In assessing the impact of the Internet, the question is not whether it replaces (fully or partly) some other forms of communication and social contact. Because the Internet adds its own new forms of communication and social contact. For example, people may well attend fewer meetings and events outside the house and yet feel connected to a community of others who "meet" on a much more regular basis online.
The question is whether the new lifestyle is enjoyable and whether it nourishes humans or causes them damage. There is certainly a risk that some people get overly caught up in chat rooms and role playing, but a different kind of study is needed to assess this problem.
Work Invades Home
The study found that 28% of heavy Internet users report spending more time working at home (12% out of these 28% even reported spending more time at the office as well). This is decried as proving that work is invading the privacy of the home.
But why is it bad to integrate work life and home life? On the contrary, one could argue that it is an unhealthy deviation from human nature to designate a special location as the "office" and insist that all work take place there. In most of human history, people lived and worked in the same location and work efforts and leisure activities were intertwined. The need to have assembly line workers report to a central factory to crank out Model Ts is the only reason we temporarily had the notion of work being a separate part of life. Industrial era concept.
In the Internet economy, people have already started bringing their private life to the office. Much private email gets sent from company computers. Much private shopping takes place over the company's T-3 line since fast access is the only way one can suffer through many current e-commerce sites.
The real question is whether the Internet makes us more stressed. Unfortunately I tend to believe that the Internet does have some blame in this area due to the miserable design of current email systems.
But non-Internet technologies are even more to blame. Cell phones, pagers, fax machines, and Federal Express (guys in trucks!) all conspire to make us ever-more driven and ever-less capable of contemplation and thorough analysis.

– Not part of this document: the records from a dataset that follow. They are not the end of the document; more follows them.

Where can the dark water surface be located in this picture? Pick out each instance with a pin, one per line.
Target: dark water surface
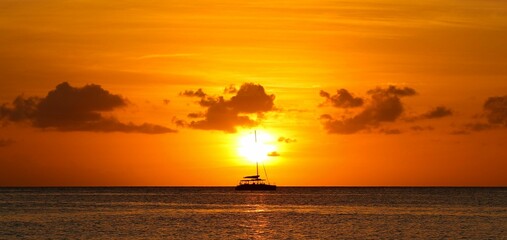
(222, 213)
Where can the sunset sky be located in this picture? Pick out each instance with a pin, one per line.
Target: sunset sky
(169, 93)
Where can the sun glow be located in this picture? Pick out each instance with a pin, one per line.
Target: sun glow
(256, 151)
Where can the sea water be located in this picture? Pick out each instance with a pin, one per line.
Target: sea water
(223, 213)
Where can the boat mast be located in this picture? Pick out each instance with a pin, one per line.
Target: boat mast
(257, 160)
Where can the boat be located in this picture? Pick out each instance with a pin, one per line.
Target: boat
(255, 182)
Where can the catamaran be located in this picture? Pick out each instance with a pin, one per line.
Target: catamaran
(255, 182)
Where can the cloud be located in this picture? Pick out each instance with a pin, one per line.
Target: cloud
(4, 142)
(496, 110)
(342, 99)
(437, 112)
(68, 108)
(273, 154)
(394, 91)
(227, 115)
(286, 140)
(384, 106)
(189, 93)
(390, 131)
(418, 128)
(231, 89)
(479, 126)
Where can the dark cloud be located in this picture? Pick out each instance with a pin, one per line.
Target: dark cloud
(342, 99)
(394, 91)
(195, 115)
(418, 128)
(479, 126)
(4, 142)
(286, 140)
(273, 154)
(226, 115)
(231, 89)
(390, 131)
(437, 112)
(496, 110)
(22, 109)
(197, 93)
(251, 98)
(68, 108)
(384, 106)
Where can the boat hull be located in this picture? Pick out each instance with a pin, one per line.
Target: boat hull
(256, 187)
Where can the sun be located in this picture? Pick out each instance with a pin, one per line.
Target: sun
(256, 151)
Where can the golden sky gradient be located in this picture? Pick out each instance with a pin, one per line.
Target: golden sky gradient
(346, 93)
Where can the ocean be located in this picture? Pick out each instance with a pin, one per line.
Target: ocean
(223, 213)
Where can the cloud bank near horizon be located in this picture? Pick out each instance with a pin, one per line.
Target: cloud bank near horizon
(68, 108)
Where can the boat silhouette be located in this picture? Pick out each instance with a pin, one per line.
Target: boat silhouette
(255, 182)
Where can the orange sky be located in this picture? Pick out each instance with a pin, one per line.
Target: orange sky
(369, 92)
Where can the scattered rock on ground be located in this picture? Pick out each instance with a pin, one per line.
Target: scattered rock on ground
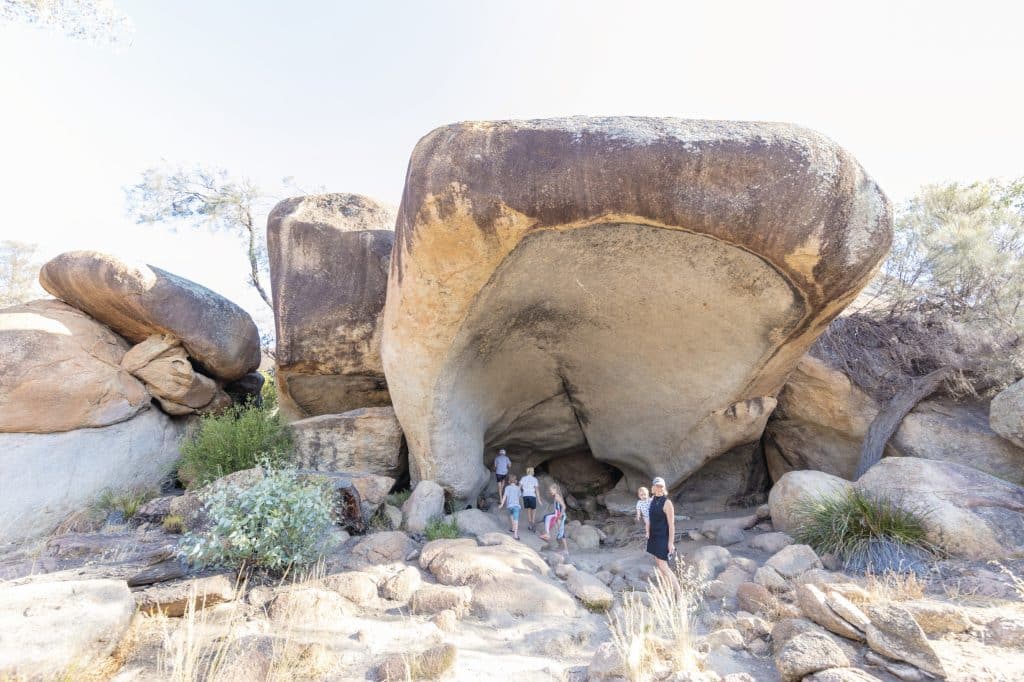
(895, 634)
(808, 653)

The survey has a third finding which has not been reported very widely, despite the fact that it is much more credible than the two over-hyped findings:
Quoting from the Stanford report: "By far the most important factors facilitating or inhibiting Internet access are education and age, and not income - nor race/ethnicity or gender, each of which account for less than 5 percent change in rates of access and are statistically insignificant."
The study's analysis of the digital divide is credible because issues like race, education, and age are precisely defined and can be reported very accurately in a survey as long as the respondent feels comfortable that the survey is being administered by a credible institution (Stanford would certainly count here) and that the answers will be treated anonymously.
When splitting out the effect of the various variables, the study finds the following three main effects on Internet access:
- Education (having a college degree): +49%
- Age (older people compared with 18-25 years' olds): -43%
- Income (having high income): +21%
My interpretation of this finding is that the digital divide is a usability problem. The politicians are targeting the wrong part of the problem when they treat the digital divide as an economic issue. True, there is a (smaller) problem due to the expense of computers, but this third-level problem is rapidly vanishing and will be completely gone in a few years when computers will cost the same as donuts.
Old people will not go away. In fact, people who are currently in their 40s and 50s will be around for a long time to come. We can't simply write them off just because kids have fewer problems using computers. The same is true for people without a college education. We can't force them all to go back to school for four years simply in order to participate in society.
There is only one answer: computers and the Internet have to be made substantially easier to use than they are now.